By Kevin Hanson, The Courier-Herald

By Kevin Hanson, The Courier-Herald

A project now under way along the White River will take months to complete, cost more than $2 million and temporarily send the river curving away from its traditional banks.

And, after the work is done and the money spent, the riverbed will be a friendlier place for migrating salmon.

The project, undertaken by the city of Tacoma's water division, has already made a great impact on the south side of the river, just upstream of the bridge between Enumclaw and Buckley. Trees have been removed and a stretch of riverbank scoured clean; a similar fate awaits the north shoreline.

The goal of the river project is to replace a 750-foot section of a water line that originates at the Green River, about a mile downstream of the Howard Hansen Dam, and travels through Enumclaw, Buckley, Bonney Lake and Sumner, before feeding the city of Tacoma's water needs. The supply line, visible in many places and buried in others, is Tacoma's primary water source, said Glen George, manager for the White River project.

The supply line was built perhaps 75 years ago, George said, and - when crews buried pipe in the riverbed - it was installed too shallow. The river kept excavating around the water line, so Tacoma built a concrete dam in the river to protect its investment. Concrete was added in the 1920s, '30s and '40s, George said, until it reached six feet tall. In the 1950s, a fish ladder was installed to help fish navigate their way past the artificial dam.

"That ladder no longer functions adequately at all," George said, adding that it's believed fish are damaged as they scrape their way over the concrete.

So, Tacoma is tearing out the concrete dam and fish ladder, and installing a new water line, this time 18 to 20 feet below the river bottom. To dig a trench that deep, George explained, workers will have to start 250 feet on either side of the river; along with the 250-foot river span, that accounts for the 750-foot project.

To install the new line, "we'll have to move the river out of the way temporarily," George said.
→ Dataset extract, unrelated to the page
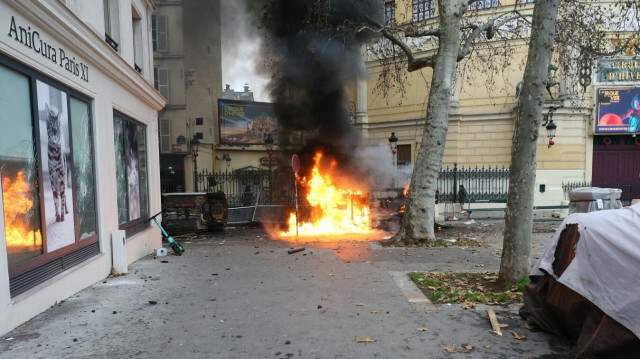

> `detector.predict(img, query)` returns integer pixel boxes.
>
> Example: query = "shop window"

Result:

A 500-foot bypass channel will be built on the river's south side and will channel water around the work site.

George said the city of Tacoma has had the White River project on the drawing board for 14 years, but anything involving salmon is a sensitive issue that has to work its way through a variety of governmental entities. "We really couldn't reach consensus that the dam needed to be removed," he said, adding that the political landscape shifted a few years ago, making the project a reality.

Involved in the decision-making process, George said, have been the U.S. Department of Fish and Wildlife, Army Corps of Engineers, state Department of Fish and Wildlife, state Department of Ecology, state Department of Natural Resources, both King and Pierce counties, the city of Buckley and both the Muckleshoot and Puyallup tribes.

George said work crews have a six-week window where they can work in the river, from mid-August through the end of September. There will be a couple of months spent on riverbank restoration, he said, noting the entire project should be wrapped up by mid-December.

The total project cost has been pegged at $2.1 million, and has been aided by a $940,000 grant from the state's Salmon Recovery Funding Board. Tacoma's water division will pick up the remainder of the tab.